La France et l’Europe, dans le cadre d’un consensus, sont prêtes à des concessions à condition, encore une fois, que les lignes rouges fixées ne soient pas dépassées.
Considérant qu’ « il y a un certain nombre d’éléments de Durban 1 qu’on aimerait un peu modifier », le consul de Belgique introduit, en plus de la couleur rouge, évoquée à plusieurs reprises par S.E. Mattei, une gamme symbolique de couleurs inspirée des feux tricolores: les lignes vertes constituées par les éléments qu’il convient de promouvoir et de pousser, les lignes oranges, sur lesquelles, malgré la certitude de divergences, il convient de débattre et les lignes rouges dont la Belgique, à l’instar de la France et au diapason de l’Europe, n’acceptera pas le franchissement.

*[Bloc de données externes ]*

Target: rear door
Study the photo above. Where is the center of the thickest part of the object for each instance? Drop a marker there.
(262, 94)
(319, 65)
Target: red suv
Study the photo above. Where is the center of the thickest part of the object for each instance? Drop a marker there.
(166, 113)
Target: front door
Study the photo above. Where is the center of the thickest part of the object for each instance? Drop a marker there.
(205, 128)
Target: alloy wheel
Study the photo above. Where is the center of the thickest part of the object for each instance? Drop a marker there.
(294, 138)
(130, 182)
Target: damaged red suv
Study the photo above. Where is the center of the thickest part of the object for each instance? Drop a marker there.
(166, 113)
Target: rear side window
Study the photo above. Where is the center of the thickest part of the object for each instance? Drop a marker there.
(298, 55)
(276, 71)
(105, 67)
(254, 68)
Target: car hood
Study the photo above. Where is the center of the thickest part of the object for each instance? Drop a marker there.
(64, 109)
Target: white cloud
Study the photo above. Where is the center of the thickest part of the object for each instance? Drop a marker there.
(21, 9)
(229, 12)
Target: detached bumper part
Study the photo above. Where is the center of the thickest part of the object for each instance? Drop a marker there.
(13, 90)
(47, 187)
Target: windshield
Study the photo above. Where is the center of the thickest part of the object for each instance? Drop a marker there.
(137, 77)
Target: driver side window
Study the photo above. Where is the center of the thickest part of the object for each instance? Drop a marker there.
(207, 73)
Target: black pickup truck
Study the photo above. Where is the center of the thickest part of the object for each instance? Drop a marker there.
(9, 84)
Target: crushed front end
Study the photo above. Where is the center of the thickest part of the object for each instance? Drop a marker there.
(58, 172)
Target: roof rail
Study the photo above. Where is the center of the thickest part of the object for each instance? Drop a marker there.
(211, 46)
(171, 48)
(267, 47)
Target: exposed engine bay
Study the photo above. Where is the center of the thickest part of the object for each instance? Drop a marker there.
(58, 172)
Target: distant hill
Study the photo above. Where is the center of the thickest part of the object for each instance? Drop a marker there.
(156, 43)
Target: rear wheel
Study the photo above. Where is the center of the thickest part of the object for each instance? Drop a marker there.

Comme l’ambassadeur Mattei, Hugo Brauwers regrette le retrait des USA et du Canada qui ne sont plus là pour épauler l’Europe. Il tient à ce que les textes adoptés soient équilibrés, notamment en ce qui concerne la mention spécifique de la lutte contre l’antisémitisme. Le grand problème tient à la procédure adoptée qui risque d’accoucher d’un « monstre à la Frankenstein » illisible et ingérable. Les attendus sur lesquels tout le monde est d’accord seraient entrecoupés de propositions entre crochets défendues par une minorité. D’où la question : comment arriver à un compromis lisible avant avril 2009. Pour lui, une deuxième Prepcom semble inéluctable.